You'll always have an intolerance to gluten, but through professional help and gluten intervention (I think I may have butchered the analogy here) it helps to make life easier.

Of course that's all second hand information. I do not have a diagnosis, but have done a lot of research into it.

Right. It would be more about any medical procedures and treatment that could help. Insurance companies wouldn't be willing to pay out for them without an official diagnosis.
 
What related accommodations would be considered under the circumstances?

Basically I am almost completely oblivious when people are offended by something I said if I thought it was polite but it actually wasn't. What I really need is for fellow co-workers to man up akd tell me of they were offended and allow me to fix it instead of immediately reporting me to HR. It's something small, but it would allow me to keep a job.
 
Basically I am almost completely oblivious when people are offended by something I said if I thought it was polite but it actually wasn't. What I really need is for fellow co-workers to man up akd tell me of they were offended and allow me to fix it instead of immediately reporting me to HR. It's something small, but it would allow me to keep a job.

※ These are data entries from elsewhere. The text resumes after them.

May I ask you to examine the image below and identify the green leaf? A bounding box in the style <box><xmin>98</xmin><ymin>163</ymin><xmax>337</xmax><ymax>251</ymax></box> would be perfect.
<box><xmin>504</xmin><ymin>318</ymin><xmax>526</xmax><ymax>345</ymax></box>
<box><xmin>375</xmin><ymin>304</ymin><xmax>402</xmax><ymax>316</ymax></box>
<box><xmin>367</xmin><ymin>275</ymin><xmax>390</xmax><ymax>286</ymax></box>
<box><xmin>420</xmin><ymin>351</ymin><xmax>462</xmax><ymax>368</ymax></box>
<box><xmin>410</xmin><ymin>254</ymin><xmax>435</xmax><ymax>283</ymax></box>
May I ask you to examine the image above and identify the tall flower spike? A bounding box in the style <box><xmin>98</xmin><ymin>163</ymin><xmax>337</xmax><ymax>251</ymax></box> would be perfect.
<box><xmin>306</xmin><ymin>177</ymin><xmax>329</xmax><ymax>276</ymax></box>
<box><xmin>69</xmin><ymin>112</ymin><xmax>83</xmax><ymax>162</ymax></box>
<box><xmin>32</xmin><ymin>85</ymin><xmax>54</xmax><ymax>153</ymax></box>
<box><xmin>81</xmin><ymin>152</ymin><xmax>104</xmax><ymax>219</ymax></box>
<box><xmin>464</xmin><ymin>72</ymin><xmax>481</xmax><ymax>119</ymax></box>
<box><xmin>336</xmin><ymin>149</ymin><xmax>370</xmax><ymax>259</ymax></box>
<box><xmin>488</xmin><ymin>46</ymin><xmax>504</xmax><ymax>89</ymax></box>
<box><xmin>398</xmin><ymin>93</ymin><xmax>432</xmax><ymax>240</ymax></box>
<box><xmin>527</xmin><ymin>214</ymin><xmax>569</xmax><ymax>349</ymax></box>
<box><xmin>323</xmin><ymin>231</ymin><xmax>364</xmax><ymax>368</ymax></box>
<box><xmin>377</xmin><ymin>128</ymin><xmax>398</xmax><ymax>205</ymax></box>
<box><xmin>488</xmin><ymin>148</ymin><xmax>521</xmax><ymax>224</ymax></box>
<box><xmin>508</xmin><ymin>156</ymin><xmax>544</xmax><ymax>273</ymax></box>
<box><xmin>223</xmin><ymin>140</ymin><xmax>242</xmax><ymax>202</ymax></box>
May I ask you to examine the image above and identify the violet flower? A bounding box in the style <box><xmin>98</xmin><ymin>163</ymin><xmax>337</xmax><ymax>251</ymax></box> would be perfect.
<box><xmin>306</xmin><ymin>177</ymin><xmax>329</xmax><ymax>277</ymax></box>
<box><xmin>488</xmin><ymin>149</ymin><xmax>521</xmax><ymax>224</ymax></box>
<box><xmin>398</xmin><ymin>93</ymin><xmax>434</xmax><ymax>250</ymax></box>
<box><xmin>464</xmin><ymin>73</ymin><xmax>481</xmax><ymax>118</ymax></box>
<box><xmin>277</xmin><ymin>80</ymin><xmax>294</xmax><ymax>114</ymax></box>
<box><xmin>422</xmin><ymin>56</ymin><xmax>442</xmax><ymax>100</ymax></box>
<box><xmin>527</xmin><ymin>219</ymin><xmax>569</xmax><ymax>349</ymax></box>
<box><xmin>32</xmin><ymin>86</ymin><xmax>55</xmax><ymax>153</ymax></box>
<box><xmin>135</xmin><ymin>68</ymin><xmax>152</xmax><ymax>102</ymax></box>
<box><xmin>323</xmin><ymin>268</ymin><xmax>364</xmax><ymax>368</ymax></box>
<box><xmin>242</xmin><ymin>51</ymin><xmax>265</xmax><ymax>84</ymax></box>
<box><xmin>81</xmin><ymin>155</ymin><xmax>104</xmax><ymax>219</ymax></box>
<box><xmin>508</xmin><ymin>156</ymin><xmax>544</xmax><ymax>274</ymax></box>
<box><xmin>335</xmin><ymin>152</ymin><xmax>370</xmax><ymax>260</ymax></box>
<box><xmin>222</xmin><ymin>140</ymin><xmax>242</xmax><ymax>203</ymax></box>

I understand. However I think that is hoping for a great deal. Not that the idea isnt valid but what you are not accounting for is people. People in general will not change themselves to accommodate another person. Even if they wanted to it would be difficult.
I think a different more likely solution would be to take the diagnosis directly to HR to begin with and work closely with them to address any potential issues like that happening.
I hope you get what you need.
 
I understand. However I think that is hoping for a great deal. Not that the idea isnt valid but what you are not accounting for is people. People in general will not change themselves to accommodate another person. Even if they wanted to it would be difficult.
I think a different more likely solution would be to take the diagnosis directly to HR to begin with and work closely with them to address any potential issues like that happening.
I hope you get what you need.

I hope so too. It's been a real struggle for me because growing up my family didn't believe in mental disorders or seeing a therapist or psychologist. They've always assumed I'm normal and then asked "what's wrong with you" when I didn't follow specific social protocol when they were probably actually afraid of the answer to their question. I doubt I'll tell my family about it, tbh. It's really more of something to help me understand myself and the outside world better.